Si vous voulez mesurer votre propre délai chaîne-vers-production : créez un projet, connectez un namespace, et chronométrez la prochaine clé du commit jusqu'à chaque langue.
Questions fréquentes
Qu'est-ce que la localisation continue ? Un workflow de traduction dans lequel les chaînes nouvelles et modifiées passent automatiquement et en continu de la base de code aux personnes ou aux systèmes qui les traduisent, en parallèle du développement, et dans lequel les traductions approuvées sont livrées à l'application en production sans nouvelle version. C'est le pendant, pour la localisation, de l'intégration continue et de la livraison continue.

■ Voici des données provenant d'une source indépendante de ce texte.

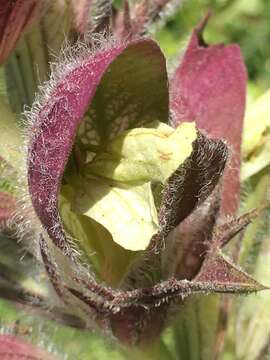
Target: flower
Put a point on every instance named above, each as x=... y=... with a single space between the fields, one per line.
x=15 y=16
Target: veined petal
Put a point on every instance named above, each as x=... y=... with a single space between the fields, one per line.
x=126 y=86
x=209 y=87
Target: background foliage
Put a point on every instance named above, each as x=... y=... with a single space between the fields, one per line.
x=245 y=22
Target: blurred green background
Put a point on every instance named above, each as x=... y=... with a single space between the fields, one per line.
x=246 y=22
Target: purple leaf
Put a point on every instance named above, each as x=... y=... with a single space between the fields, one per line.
x=126 y=86
x=209 y=87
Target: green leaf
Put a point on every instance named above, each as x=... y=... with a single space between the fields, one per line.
x=145 y=154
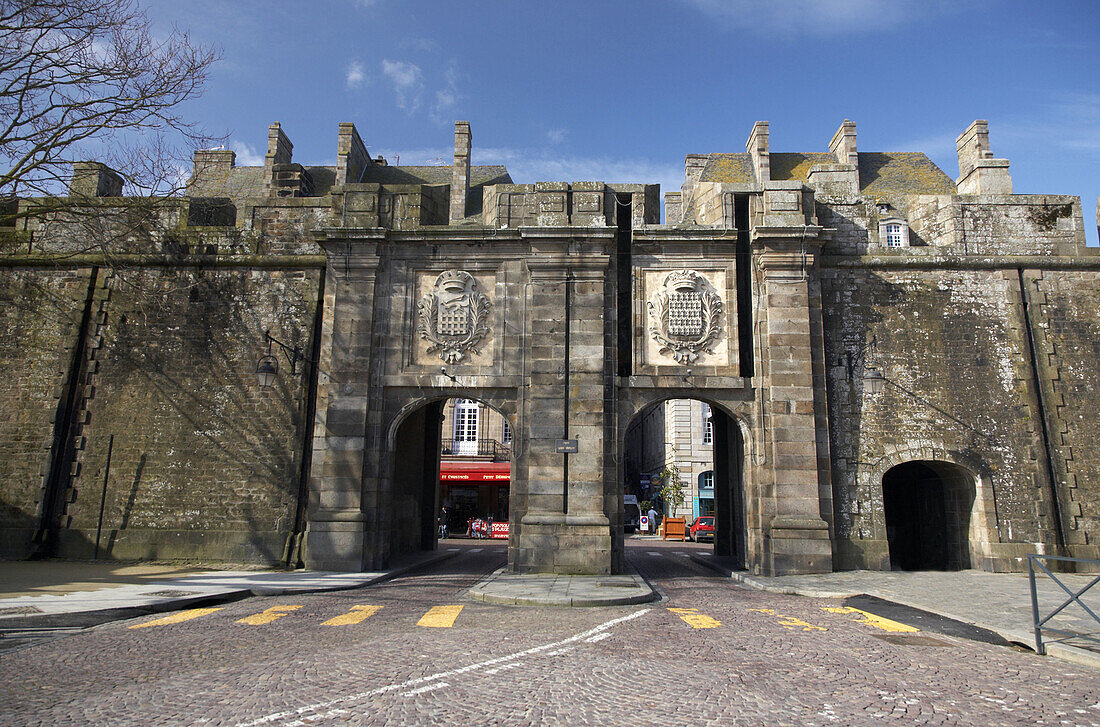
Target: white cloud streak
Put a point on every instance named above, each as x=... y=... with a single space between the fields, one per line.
x=407 y=80
x=820 y=17
x=355 y=75
x=246 y=155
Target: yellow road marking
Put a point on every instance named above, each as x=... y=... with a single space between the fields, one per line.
x=695 y=619
x=877 y=621
x=178 y=617
x=267 y=615
x=356 y=615
x=440 y=617
x=790 y=623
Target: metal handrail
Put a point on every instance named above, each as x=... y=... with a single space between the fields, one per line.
x=498 y=451
x=1037 y=624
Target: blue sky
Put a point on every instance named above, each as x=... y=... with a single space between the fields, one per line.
x=620 y=91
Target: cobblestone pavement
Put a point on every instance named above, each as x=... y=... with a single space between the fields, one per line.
x=404 y=652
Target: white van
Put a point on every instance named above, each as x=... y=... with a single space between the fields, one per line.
x=631 y=514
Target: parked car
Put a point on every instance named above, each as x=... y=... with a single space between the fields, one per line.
x=702 y=528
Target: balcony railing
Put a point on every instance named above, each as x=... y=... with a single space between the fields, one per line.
x=482 y=448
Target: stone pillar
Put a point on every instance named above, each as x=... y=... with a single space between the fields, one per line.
x=556 y=537
x=95 y=179
x=798 y=538
x=757 y=146
x=210 y=171
x=336 y=539
x=460 y=174
x=979 y=173
x=352 y=157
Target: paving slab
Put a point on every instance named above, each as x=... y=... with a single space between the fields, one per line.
x=569 y=591
x=997 y=602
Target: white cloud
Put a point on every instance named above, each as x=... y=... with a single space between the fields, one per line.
x=820 y=17
x=355 y=75
x=408 y=83
x=246 y=155
x=425 y=44
x=447 y=98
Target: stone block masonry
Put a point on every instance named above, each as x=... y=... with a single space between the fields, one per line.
x=900 y=365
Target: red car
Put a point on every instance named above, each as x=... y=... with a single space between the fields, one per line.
x=702 y=528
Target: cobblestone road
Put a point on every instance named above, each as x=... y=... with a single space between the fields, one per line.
x=413 y=651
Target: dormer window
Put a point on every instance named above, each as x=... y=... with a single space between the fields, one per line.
x=893 y=231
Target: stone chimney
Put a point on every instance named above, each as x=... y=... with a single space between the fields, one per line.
x=757 y=146
x=95 y=179
x=210 y=168
x=460 y=175
x=979 y=173
x=844 y=144
x=284 y=178
x=352 y=158
x=838 y=180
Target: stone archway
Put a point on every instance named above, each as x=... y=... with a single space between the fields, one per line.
x=927 y=508
x=976 y=513
x=727 y=448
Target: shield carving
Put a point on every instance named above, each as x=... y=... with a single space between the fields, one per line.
x=453 y=318
x=685 y=316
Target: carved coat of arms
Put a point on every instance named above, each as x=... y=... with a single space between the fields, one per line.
x=453 y=317
x=685 y=316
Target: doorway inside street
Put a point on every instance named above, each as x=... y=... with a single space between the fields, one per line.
x=684 y=458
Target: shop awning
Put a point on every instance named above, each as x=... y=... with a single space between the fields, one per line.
x=491 y=473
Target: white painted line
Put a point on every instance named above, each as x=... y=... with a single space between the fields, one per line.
x=297 y=714
x=437 y=685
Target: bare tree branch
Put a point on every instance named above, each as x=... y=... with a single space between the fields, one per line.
x=83 y=79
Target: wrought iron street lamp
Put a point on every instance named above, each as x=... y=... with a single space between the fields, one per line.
x=267 y=366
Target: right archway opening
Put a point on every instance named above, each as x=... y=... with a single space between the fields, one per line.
x=705 y=447
x=927 y=508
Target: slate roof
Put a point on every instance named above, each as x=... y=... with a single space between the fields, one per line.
x=249 y=180
x=881 y=174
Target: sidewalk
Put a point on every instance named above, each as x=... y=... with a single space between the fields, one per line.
x=68 y=593
x=996 y=602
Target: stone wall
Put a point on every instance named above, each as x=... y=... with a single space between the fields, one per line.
x=40 y=315
x=158 y=352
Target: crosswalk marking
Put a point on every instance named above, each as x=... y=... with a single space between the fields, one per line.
x=695 y=619
x=178 y=617
x=876 y=621
x=440 y=617
x=356 y=615
x=267 y=615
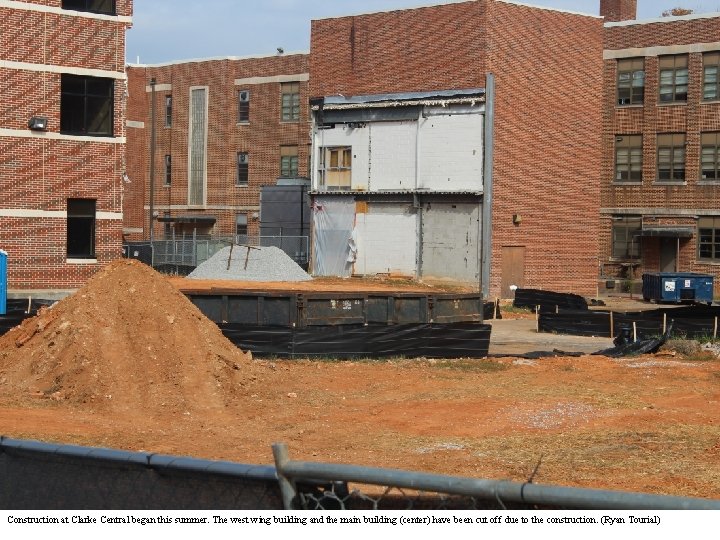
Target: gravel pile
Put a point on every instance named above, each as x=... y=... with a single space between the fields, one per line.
x=250 y=264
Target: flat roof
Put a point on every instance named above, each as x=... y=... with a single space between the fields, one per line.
x=448 y=2
x=679 y=18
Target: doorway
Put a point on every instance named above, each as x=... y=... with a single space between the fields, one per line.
x=513 y=270
x=668 y=254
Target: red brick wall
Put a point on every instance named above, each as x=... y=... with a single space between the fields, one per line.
x=547 y=154
x=39 y=172
x=677 y=205
x=261 y=137
x=433 y=48
x=618 y=10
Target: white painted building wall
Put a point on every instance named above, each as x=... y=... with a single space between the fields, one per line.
x=386 y=241
x=439 y=152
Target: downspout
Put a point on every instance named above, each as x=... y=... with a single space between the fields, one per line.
x=488 y=142
x=417 y=205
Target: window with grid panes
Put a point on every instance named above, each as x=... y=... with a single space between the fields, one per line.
x=710 y=156
x=626 y=237
x=628 y=158
x=288 y=162
x=673 y=78
x=290 y=103
x=671 y=157
x=631 y=81
x=709 y=238
x=243 y=169
x=711 y=76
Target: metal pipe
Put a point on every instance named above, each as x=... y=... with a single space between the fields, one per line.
x=488 y=143
x=151 y=216
x=504 y=490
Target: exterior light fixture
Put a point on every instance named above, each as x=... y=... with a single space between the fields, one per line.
x=38 y=123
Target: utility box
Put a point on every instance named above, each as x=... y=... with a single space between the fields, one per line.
x=3 y=282
x=678 y=287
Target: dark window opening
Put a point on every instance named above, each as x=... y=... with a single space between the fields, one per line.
x=628 y=158
x=168 y=169
x=290 y=101
x=673 y=78
x=631 y=81
x=711 y=76
x=81 y=228
x=243 y=166
x=86 y=105
x=626 y=237
x=288 y=162
x=244 y=106
x=709 y=238
x=671 y=157
x=168 y=111
x=710 y=156
x=106 y=7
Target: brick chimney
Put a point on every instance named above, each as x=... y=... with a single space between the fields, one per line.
x=618 y=10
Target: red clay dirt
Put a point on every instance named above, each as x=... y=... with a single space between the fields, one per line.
x=129 y=363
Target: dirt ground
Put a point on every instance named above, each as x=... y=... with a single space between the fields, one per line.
x=142 y=371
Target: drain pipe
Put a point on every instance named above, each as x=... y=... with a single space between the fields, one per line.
x=488 y=143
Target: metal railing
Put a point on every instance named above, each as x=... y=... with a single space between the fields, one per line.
x=394 y=489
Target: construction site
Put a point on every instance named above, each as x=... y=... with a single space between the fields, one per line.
x=128 y=362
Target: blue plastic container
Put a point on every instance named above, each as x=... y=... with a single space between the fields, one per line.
x=678 y=287
x=3 y=282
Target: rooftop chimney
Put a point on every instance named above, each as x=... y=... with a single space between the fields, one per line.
x=618 y=10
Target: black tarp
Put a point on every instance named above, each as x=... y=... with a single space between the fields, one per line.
x=691 y=321
x=455 y=340
x=548 y=301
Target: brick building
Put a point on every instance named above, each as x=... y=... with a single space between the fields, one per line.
x=223 y=129
x=660 y=194
x=62 y=138
x=546 y=152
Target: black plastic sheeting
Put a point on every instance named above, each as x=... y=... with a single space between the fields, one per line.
x=692 y=322
x=548 y=301
x=18 y=310
x=455 y=340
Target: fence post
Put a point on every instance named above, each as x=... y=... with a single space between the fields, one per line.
x=287 y=486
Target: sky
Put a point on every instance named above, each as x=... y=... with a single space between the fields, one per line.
x=170 y=30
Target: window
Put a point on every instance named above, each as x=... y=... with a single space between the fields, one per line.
x=673 y=78
x=631 y=81
x=244 y=106
x=168 y=169
x=628 y=158
x=197 y=160
x=290 y=101
x=709 y=238
x=106 y=7
x=335 y=168
x=711 y=76
x=168 y=111
x=243 y=169
x=626 y=237
x=671 y=157
x=288 y=162
x=241 y=225
x=86 y=105
x=710 y=156
x=81 y=229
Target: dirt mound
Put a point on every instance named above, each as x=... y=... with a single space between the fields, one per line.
x=127 y=340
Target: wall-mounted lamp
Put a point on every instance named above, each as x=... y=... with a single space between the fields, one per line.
x=38 y=123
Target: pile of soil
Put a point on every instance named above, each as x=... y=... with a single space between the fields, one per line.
x=128 y=340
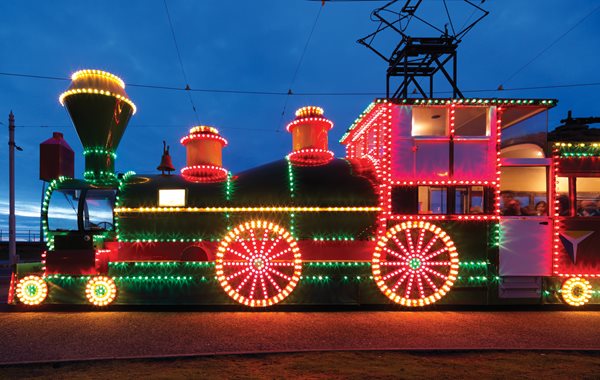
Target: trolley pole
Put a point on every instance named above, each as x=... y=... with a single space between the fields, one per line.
x=12 y=244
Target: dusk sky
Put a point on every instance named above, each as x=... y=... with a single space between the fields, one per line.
x=256 y=46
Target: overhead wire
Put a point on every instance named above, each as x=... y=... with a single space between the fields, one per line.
x=297 y=70
x=311 y=93
x=187 y=85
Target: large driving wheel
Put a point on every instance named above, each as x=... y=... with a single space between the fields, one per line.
x=258 y=263
x=415 y=263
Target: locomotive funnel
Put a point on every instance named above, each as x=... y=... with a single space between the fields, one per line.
x=100 y=110
x=309 y=137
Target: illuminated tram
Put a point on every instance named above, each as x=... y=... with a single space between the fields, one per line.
x=445 y=201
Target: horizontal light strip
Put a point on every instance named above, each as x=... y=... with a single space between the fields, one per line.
x=95 y=91
x=248 y=209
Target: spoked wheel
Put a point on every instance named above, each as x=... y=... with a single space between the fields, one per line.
x=258 y=263
x=415 y=263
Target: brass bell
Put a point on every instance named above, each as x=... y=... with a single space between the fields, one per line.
x=166 y=165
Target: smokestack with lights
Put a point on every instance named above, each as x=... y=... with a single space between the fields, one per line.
x=309 y=137
x=204 y=157
x=100 y=110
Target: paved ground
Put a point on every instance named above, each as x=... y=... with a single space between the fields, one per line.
x=49 y=336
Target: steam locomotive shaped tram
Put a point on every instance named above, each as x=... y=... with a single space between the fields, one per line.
x=438 y=201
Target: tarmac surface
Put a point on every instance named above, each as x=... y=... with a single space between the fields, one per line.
x=69 y=336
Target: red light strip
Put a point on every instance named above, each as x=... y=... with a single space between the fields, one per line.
x=204 y=173
x=327 y=122
x=310 y=157
x=202 y=136
x=446 y=183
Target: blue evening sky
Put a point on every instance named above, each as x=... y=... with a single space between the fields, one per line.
x=256 y=46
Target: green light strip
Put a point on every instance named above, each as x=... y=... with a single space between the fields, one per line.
x=98 y=150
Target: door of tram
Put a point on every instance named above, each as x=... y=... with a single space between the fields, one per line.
x=526 y=227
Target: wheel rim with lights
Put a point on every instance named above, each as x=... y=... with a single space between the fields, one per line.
x=258 y=263
x=101 y=290
x=32 y=290
x=415 y=263
x=576 y=291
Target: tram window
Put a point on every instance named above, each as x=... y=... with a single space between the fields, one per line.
x=521 y=191
x=98 y=210
x=430 y=121
x=471 y=121
x=432 y=200
x=62 y=210
x=562 y=196
x=588 y=196
x=468 y=200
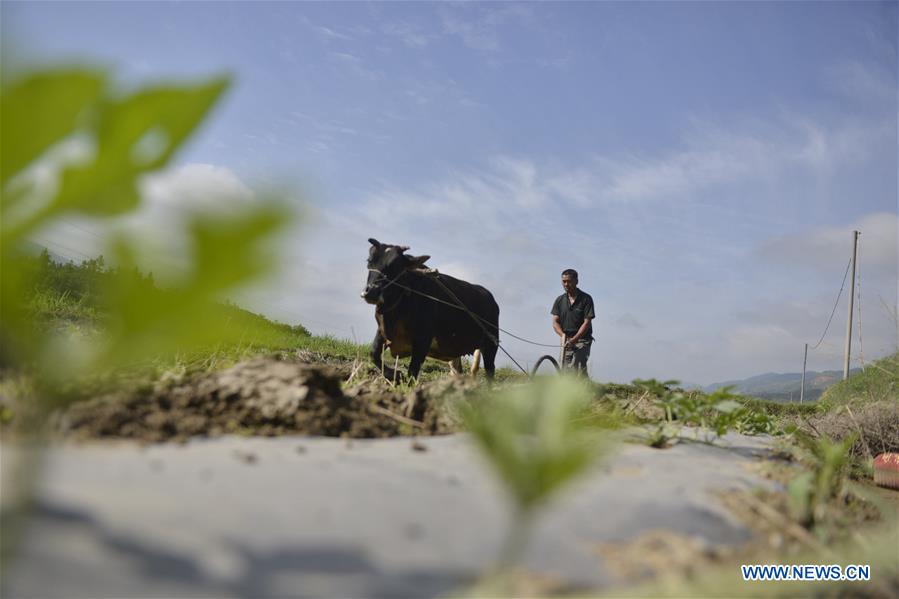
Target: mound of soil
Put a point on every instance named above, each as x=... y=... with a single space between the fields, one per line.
x=269 y=397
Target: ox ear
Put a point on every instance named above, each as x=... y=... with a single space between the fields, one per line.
x=417 y=261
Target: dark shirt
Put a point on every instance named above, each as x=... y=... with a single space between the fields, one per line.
x=571 y=316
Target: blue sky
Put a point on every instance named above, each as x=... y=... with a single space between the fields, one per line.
x=701 y=164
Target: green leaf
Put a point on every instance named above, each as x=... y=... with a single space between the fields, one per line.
x=727 y=406
x=536 y=437
x=134 y=135
x=41 y=110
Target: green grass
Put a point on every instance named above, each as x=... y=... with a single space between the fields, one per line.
x=879 y=381
x=50 y=306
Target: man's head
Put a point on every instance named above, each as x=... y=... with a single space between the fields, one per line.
x=569 y=280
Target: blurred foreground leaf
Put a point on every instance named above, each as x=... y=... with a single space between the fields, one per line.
x=537 y=438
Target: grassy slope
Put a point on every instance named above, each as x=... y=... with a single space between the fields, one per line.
x=879 y=381
x=65 y=298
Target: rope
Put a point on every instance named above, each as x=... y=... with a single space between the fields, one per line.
x=832 y=312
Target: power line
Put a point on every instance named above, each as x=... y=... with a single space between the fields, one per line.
x=835 y=304
x=858 y=273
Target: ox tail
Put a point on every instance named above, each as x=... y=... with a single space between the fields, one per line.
x=475 y=362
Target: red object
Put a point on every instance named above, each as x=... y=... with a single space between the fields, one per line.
x=886 y=470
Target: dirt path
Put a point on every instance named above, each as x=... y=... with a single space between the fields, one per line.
x=325 y=517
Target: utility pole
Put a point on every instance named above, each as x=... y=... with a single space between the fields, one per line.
x=802 y=388
x=851 y=302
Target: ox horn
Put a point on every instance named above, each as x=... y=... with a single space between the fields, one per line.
x=417 y=261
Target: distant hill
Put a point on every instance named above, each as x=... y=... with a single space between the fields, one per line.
x=784 y=387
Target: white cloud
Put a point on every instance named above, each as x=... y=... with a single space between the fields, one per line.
x=828 y=248
x=478 y=26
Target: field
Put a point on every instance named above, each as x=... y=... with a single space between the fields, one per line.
x=805 y=495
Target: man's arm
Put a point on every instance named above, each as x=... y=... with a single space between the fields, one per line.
x=557 y=326
x=580 y=331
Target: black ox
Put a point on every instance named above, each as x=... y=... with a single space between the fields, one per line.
x=411 y=324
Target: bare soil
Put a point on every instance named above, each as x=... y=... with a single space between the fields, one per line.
x=267 y=396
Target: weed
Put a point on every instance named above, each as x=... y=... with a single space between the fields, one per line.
x=537 y=437
x=716 y=412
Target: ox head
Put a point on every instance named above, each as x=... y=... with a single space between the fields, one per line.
x=386 y=264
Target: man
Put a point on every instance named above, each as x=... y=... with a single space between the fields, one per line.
x=572 y=319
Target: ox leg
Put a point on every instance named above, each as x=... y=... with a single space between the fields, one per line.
x=456 y=366
x=475 y=363
x=420 y=346
x=488 y=352
x=377 y=350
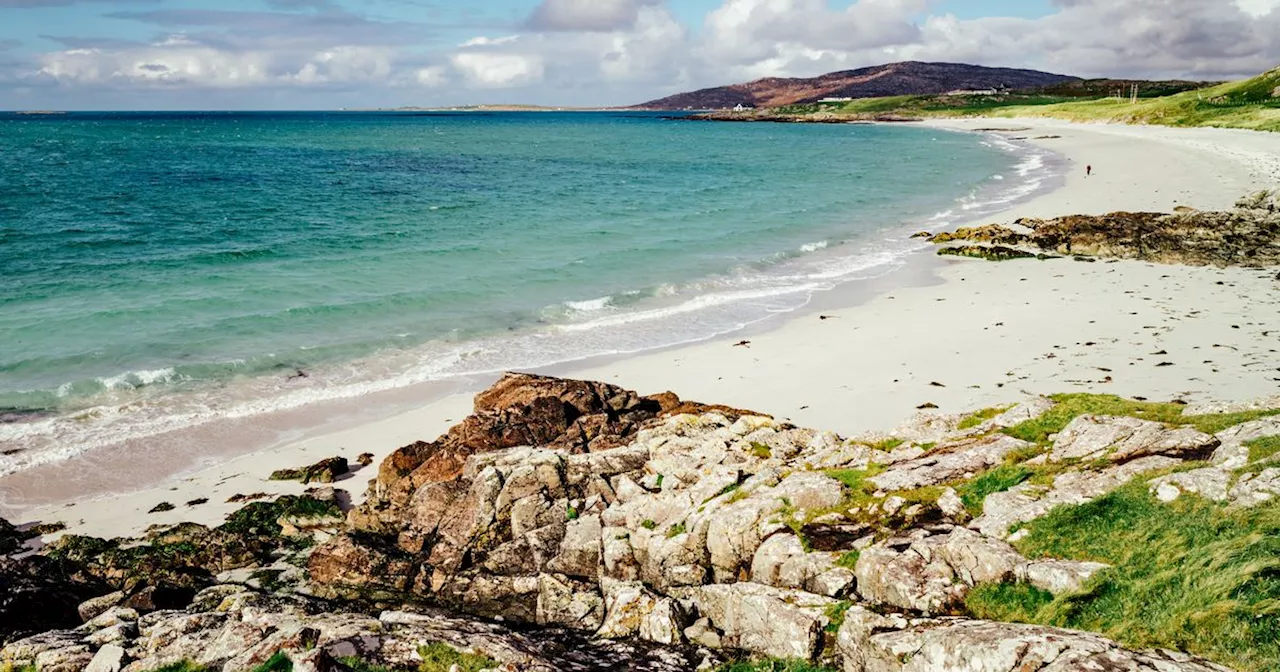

En quoi la localisation continue diffère-t-elle de la localisation traditionnelle ? Dans un workflow par lots, les chaînes attendent : gel, export, traduction, import, redéploiement. En localisation continue, rien n'attend une coupure : les chaînes sont détectées au moment où elles sont écrites, traduites pendant que le développement continue, contrôlées par la relecture plutôt que par un gel, et livrées à l'exécution. La différence est l'endroit où les chaînes attendent entre le moment où elles sont écrites et celui où elles sont en ligne.
Que faut-il pour mettre en place la localisation continue ? Des clés qui naissent dans le code, un endroit où traducteurs, traduction automatique et IA y travaillent avec du contexte, un point de contrôle de relecture et de publication, et un chemin de livraison qui atteint l'application en production sans redéploiement, généralement un CDN. Le versionnage et les contrôles de cohérence sur l'ensemble du corpus sont les deux ajouts dont la plupart des équipes ont besoin ensuite.
La localisation continue signifie-t-elle une traduction IA sans relecture humaine ? Non. Continu décrit le flux, pas la politique de qualité. L'IA fournit la première ébauche pour que rien n'attende ; ce qui est publié est décidé par des contrôles, un score de quality estimation et une relecture humaine là où c'est nécessaire. Une sortie machine non relue poussée directement en production est continue et non gouvernée.
La localisation continue vaut-elle la peine pour une petite équipe ? Quand la traduction est une dépendance des versions : plusieurs déploiements par semaine, plus d'une poignée de langues, des non-développeurs qui modifient du texte, ou des corrections qui doivent partir plus vite que le cycle de version. Une petite équipe avec deux langues qu'elle lit elle-même peut garder un processus par lots ; la livraison à l'exécution vaut tout de même généralement la peine.